Integrating factor is: $$ \mu(t) = \exp\left( \int^{t} \frac{b(s)}{a(s)}ds\right) = e^{\int^{t} \frac{b(s)}{a(s)}ds} $$

Potential function is: $$ \psi(y,t)=y(t) \mu(t) + \int^{t} \frac{c(s)\mu(s)}{a(s)}ds $$ General solution: $$ y_{g}(t) = -\frac{1}{\mu(t)}\left(\int^{t} \frac{c(s)\mu(s)}{a(s)}ds \right) $$

Example: Consider $y'=2y+1$. Find


1) Integrating factor $\mu$ with inital condition $\mu(0)=1$

2) Potential function $\psi$ without arbitrary constant $C$,

3) General solution $y_{g}$

4) Solution to inital value problem $y(0)=2$


Solution:

Your equation is $y'-2y-1=0$ therefore $a(t)=1, b(t)=-2, c(t)=-1$. So integrating factor is $$ \mu(t) = \exp\left(\int^{t} \frac{b}{a} \right) = \exp\left(\int^{t} -2 \right) =\exp(2t+C)=e^{2t+C} $$ Since $\mu(0)=1$ therefore we get $C=0$ and hence $\mu(t) = e^{2t}$.

Potential function is $$ \psi(y,t) = y \mu + \int^{t} \frac{c \mu }{a} = y e^{2t}+ \int^{t} -1 \cdot e^{2s}ds = ye^{2t}-\frac{e^{2t}}{2}+C $$ Since they are asking us don't include arbitrary $C$ therefore $\psi(y,t)=ye^{2t}-\frac{e^{2t}}{2}$.
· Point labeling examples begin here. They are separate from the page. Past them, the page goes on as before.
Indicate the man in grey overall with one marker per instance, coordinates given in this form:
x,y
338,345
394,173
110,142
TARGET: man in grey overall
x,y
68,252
General solution is $$ y_{g}(t) =-\frac{1}{\mu(t)}\left( \int^{t} \frac{c \mu }{a}\right)=-\frac{1}{e^{2t}}\left( \int^{t}-1\cdot e^{2s}ds\right)= -\frac{1}{e^{2t}}\left(-\frac{e^{2t}}{2}+C\right) $$ So your general solution is $y_{g}(t)=-\frac{1}{e^{2t}}\left(-\frac{e^{2t}}{2}+C\right)$.
REMARK: Sometimes webwork wants you to change the sign of the constant $C$ in the general solution, for example it wants you to write the general solution in this way $$ y_{g}(t)=-\frac{1}{e^{2t}}\left(-\frac{e^{2t}}{2}-C\right) $$


Solution to the initial value problem $y(0)=2$ means that you need to choose $C$ so that $y_{g}(0)=2$. On the one hand $y_{g}(0)=-1(-\frac{1}{2}-C)$ on the other hand $y_{g}(0)=2$. Therefore $-1(-\frac{1}{2}-C)=2$ if and only if $C=2-\frac{1}{2}=\frac{3}{2}$ Therefore solution to the inital value problem $y(0)=2$ is the following $$ y(t)=-\frac{1}{e^{2t}}\left(-\frac{e^{2t}}{2}-\frac{3}{2}\right) $$





Example2: Find the differential equation of the form $y'=f(y)$ such that one of its solution is $y=3e^{2t}+5$.

Solution:

Equality $y'=f(y)$ means that $6e^{2t}=f(y)$. But equality $y=3e^{2t}+5$ implies that $6e^{2t}=2(y-5)$ therefore equality $6e^{2t}=f(y)$ becomes: $2(y-5) = f(y)$ and this is the answer. Thing is that everyhting you should express in terms of $y$.